İSMAİL SAFİ (İstanbul) - Teşekkür ederim Başkanım.

Ben de Ali Şahin Bey'in söyledikleri noktaya bir katkıda bulunmak istiyorum. Ben de uzun zamandır sivil toplum kuruluşlarında başkanlık yapıyorum. Hele bir tanesi de uluslararası bir sivil toplum kuruluşu, hâlen Başkanıyım, Bükreş merkezli, ki Avrupa Birliği ülkesi bir ülkenin sivil toplum kuruluşu. Biz bu kuruluş üzerinden yaklaşık 25 tane Avrupa Birliği projesi gerçekleştirdik. Sizin söylediğiniz o konuyla alakalı herhangi bir engel veya fazla bir bürokrasi görmedik. Çünkü o bir şablon aslında, şablonu öğrendikten sonra iş çok kolay oluyor. Objektif değerlendirme yapabilmeleri için o şablonu da uygulamaları gerekiyor. Aslında, o sadece Avrupa Birliğiyle alakalı değil. Şimdi, mesela, biz Azerbaycan'la da şu an bir proje yapıyoruz, neredeyse prosedür hemen hemen aynı, aynı şeyi uyguluyor. Hatta, Türkiye'de de, Türkiye'deki bazı kuruluşlar bile hemen hemen aynı metodu, şablonu kullanıyorlar.

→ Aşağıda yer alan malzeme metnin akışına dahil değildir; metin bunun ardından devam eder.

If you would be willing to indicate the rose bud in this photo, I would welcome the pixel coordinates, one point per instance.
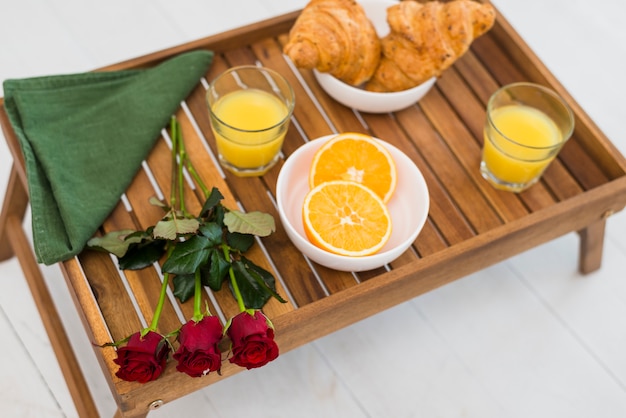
(252, 338)
(198, 353)
(143, 358)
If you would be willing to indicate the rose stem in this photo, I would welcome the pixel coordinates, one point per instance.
(231, 272)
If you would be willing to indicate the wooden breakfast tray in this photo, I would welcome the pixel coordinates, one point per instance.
(470, 224)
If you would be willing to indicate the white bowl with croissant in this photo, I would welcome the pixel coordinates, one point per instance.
(383, 55)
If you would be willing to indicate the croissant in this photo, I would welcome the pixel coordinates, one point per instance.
(335, 36)
(426, 39)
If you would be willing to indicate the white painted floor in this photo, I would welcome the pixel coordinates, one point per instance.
(529, 337)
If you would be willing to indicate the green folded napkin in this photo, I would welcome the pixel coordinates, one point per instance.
(84, 137)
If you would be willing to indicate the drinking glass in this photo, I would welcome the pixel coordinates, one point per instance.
(527, 125)
(250, 108)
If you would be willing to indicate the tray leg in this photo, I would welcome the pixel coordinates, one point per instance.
(591, 247)
(15, 203)
(13, 241)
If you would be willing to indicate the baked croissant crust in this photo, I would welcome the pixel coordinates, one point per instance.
(335, 36)
(425, 39)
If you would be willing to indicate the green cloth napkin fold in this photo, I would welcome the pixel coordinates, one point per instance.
(84, 137)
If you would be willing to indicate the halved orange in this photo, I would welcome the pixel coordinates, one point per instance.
(347, 218)
(355, 157)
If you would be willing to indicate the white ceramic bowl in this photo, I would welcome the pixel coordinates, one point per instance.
(408, 208)
(363, 100)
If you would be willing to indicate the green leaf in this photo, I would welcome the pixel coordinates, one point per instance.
(170, 229)
(256, 284)
(212, 201)
(116, 242)
(214, 274)
(241, 242)
(184, 286)
(142, 255)
(253, 295)
(213, 232)
(188, 255)
(156, 202)
(264, 278)
(256, 223)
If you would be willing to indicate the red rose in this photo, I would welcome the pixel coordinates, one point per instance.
(198, 353)
(143, 358)
(252, 338)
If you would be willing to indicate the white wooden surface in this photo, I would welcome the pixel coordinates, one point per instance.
(527, 337)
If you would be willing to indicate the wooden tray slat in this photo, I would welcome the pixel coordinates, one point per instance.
(470, 225)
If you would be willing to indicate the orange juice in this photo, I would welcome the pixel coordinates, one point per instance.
(520, 141)
(250, 132)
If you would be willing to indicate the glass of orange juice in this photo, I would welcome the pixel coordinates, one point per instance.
(526, 127)
(250, 108)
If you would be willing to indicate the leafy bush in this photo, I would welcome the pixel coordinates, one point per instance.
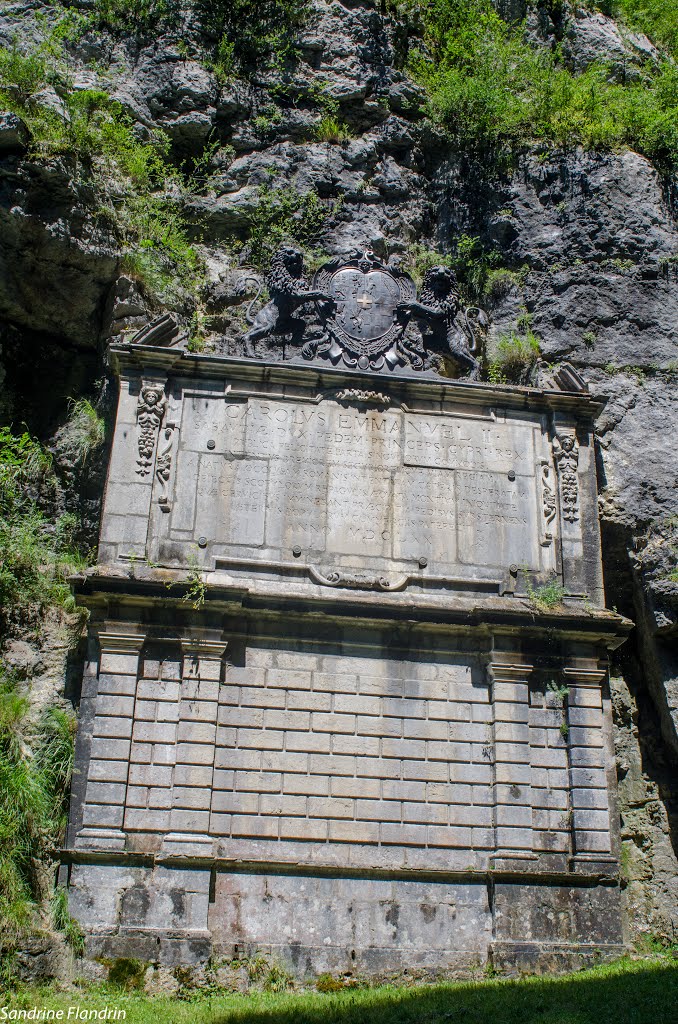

Şimdi, şöyle bir şey: Mesela, baktığımız zaman, Türkiye'de kaç tane sivil toplum kuruluşunun böyle bir altyapısı var yani proje uzmanı var diye baktığımız zaman, çok azında var ama onun da ortak bir şeyi bulunmuş, mesela, birçok sivil toplum kuruluşu zaten kendi öyle uzmanı yok ama bu konuda yetişmiş proje uzmanları var. Artık onlar için de bir kapı oldu çünkü çok iyi derecede yabancı dil bilmeleri gerekiyor onların, o yöntemi bilmeleri gerekiyor. O uzmanlar bellidir. Mesela, bir uzman böyle 5 tane, 10 tane sivil toplum kuruluşuna hizmet verebiliyor. Onun için, ben bunu değiştirme girişimimizin gereksiz olduğunu düşünüyorum. Zaten Avrupa Birliğinin mantalitesi, kafası da böyle çalışıyor. O konunun da bize bir sıkıntı yaratacağını düşünmüyorum. İlave olarak bunu söyledim.

Teşekkür ediyorum.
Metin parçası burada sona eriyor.